From Deseret News archives:
Tupac Resurrection
If Tupac could talk to us now and some do believe the black Elvis will rise again he'd surely explain, with the conviction that sold 35 million records, exactly how and why he ended up shot to death in Las Vegas in Suge Knight's BMW.
Without that perspective, though, the picture is incomplete like "Tupac: Resurrection."
Produced and directed by MTV documentarian Lauren Lazin, the woman behind the music channel's "Sex in the 90s," "Rockumentary" and "Cribs" features, "Resurrection" is executive produced by Afeni Shakur, mother of Tupac and guardian of his legacy. Ms. Shakur's participation ensured there would be plenty of actual Tupac songs in the movie, as opposed to the seven previous Tupac documentaries by everyone from his bodyguard to his girlfriend's brother.

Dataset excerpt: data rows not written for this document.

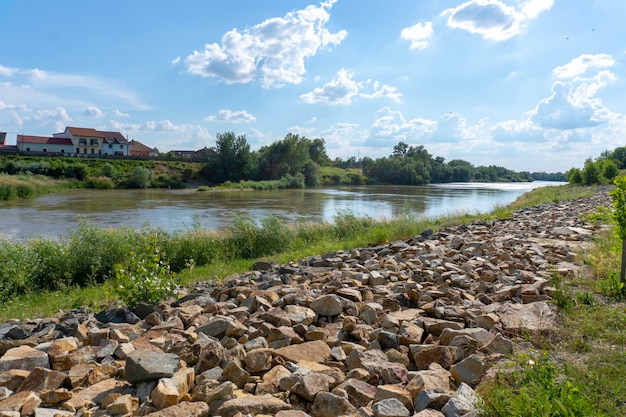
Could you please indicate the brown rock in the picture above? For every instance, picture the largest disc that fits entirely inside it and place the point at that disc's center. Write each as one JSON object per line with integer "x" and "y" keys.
{"x": 315, "y": 351}
{"x": 24, "y": 357}
{"x": 264, "y": 404}
{"x": 187, "y": 409}
{"x": 42, "y": 379}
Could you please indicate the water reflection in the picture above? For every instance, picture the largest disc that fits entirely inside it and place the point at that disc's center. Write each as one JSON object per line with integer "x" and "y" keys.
{"x": 56, "y": 215}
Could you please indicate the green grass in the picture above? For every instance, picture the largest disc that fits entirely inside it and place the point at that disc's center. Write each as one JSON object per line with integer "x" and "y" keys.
{"x": 586, "y": 357}
{"x": 89, "y": 257}
{"x": 13, "y": 187}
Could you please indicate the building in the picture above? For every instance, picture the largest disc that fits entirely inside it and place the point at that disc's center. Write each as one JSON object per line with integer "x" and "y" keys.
{"x": 3, "y": 146}
{"x": 43, "y": 144}
{"x": 87, "y": 141}
{"x": 139, "y": 149}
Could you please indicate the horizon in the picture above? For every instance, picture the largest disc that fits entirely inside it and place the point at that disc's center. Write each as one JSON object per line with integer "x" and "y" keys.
{"x": 533, "y": 85}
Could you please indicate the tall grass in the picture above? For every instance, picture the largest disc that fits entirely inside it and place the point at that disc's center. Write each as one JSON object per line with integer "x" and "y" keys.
{"x": 89, "y": 256}
{"x": 14, "y": 187}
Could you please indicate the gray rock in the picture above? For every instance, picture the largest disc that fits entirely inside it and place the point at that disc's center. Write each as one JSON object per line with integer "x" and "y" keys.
{"x": 142, "y": 365}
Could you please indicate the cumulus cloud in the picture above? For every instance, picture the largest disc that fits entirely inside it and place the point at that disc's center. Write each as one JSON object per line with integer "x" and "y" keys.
{"x": 118, "y": 113}
{"x": 302, "y": 131}
{"x": 342, "y": 90}
{"x": 573, "y": 106}
{"x": 6, "y": 71}
{"x": 58, "y": 113}
{"x": 392, "y": 124}
{"x": 493, "y": 19}
{"x": 4, "y": 106}
{"x": 273, "y": 51}
{"x": 93, "y": 112}
{"x": 419, "y": 34}
{"x": 224, "y": 115}
{"x": 580, "y": 65}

Detaching Tupac's voice from his image allows Lazin to splice pieces of different interviews into elongated conversations. Tupac's many fans will remember many quotes and perhaps even hear where one interview morphs into another. Newcomers will simply marvel at Tupac's insight and intelligence. But after you get past the device of Tupac as narrator, "Resurrection" provides little substantial new material.

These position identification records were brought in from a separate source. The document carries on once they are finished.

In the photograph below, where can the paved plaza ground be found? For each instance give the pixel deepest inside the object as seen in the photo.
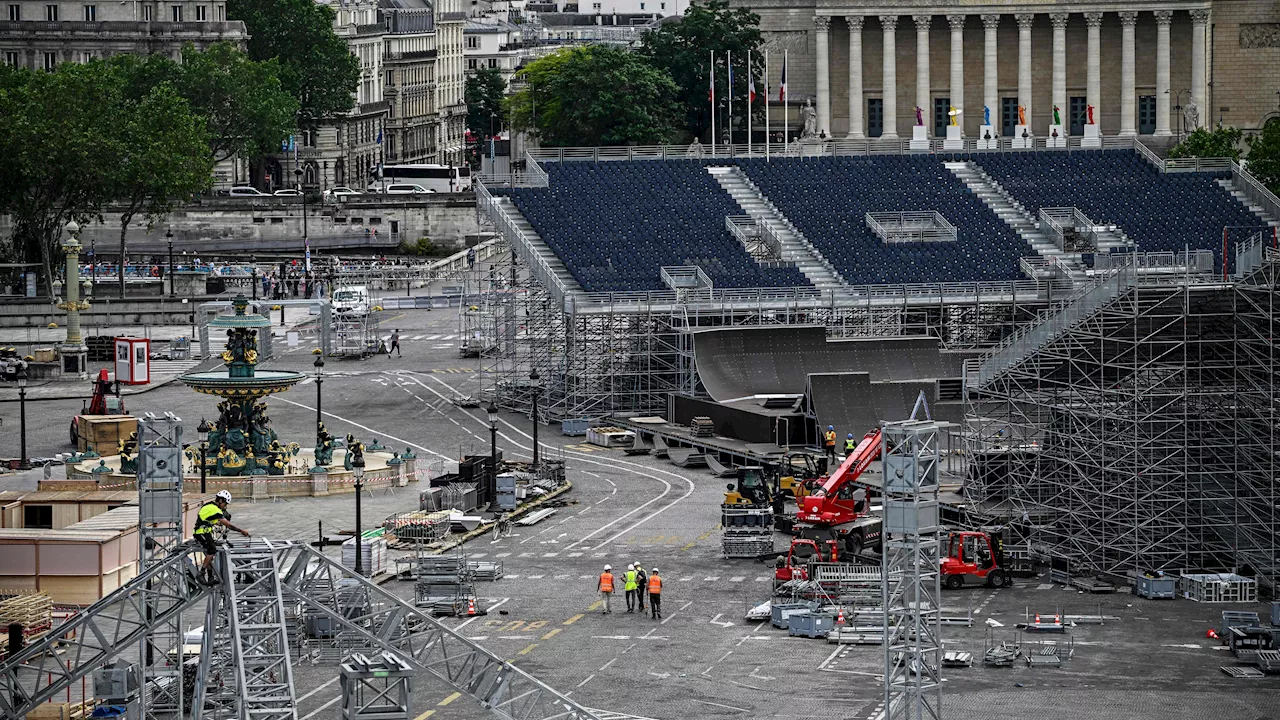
(703, 660)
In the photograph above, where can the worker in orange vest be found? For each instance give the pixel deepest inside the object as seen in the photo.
(656, 593)
(606, 587)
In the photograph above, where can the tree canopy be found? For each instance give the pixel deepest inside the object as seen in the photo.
(595, 95)
(314, 64)
(484, 94)
(684, 50)
(1203, 142)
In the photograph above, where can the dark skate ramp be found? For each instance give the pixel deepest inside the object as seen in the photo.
(736, 363)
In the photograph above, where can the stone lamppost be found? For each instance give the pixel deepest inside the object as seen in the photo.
(73, 351)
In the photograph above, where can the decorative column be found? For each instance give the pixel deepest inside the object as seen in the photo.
(1128, 82)
(990, 77)
(1200, 27)
(1162, 19)
(855, 76)
(923, 99)
(1093, 71)
(958, 65)
(1024, 63)
(1059, 21)
(822, 24)
(888, 23)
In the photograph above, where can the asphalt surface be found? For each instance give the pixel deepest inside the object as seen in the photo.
(703, 659)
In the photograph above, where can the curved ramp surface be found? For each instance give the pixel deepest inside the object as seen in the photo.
(736, 363)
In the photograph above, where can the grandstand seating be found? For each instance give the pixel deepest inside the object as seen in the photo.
(616, 224)
(1160, 212)
(827, 200)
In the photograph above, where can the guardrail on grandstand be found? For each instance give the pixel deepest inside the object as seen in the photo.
(927, 226)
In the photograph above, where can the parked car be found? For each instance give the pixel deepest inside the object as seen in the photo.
(246, 191)
(405, 188)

For all but non-fans, the rest has been seen before, especially after Tupac moves to Marin City, Calif., catches on with the rap group Digital Underground and embarks on his solo career. This is where the "in his own words" format works worst. Instead of Tupac abruptly transforming from naive lip-syncher to tattooed Thug Lifer, we could have learned about the transition from the sculptors themselves (like Digital Underground leader Shock G and various Marin City no-names, who provide engrossing details in other documentaries).
Entire books, documentaries and Pulitzer Prizes have sprung from these events, yet "Resurrection" recycles Tupac's illogical insistence that he was set up by P. Diddy and Biggie Smalls. Oliver Stone would have won an Oscar with this material.
"Tupac: Resurrection" runs 90 minutes.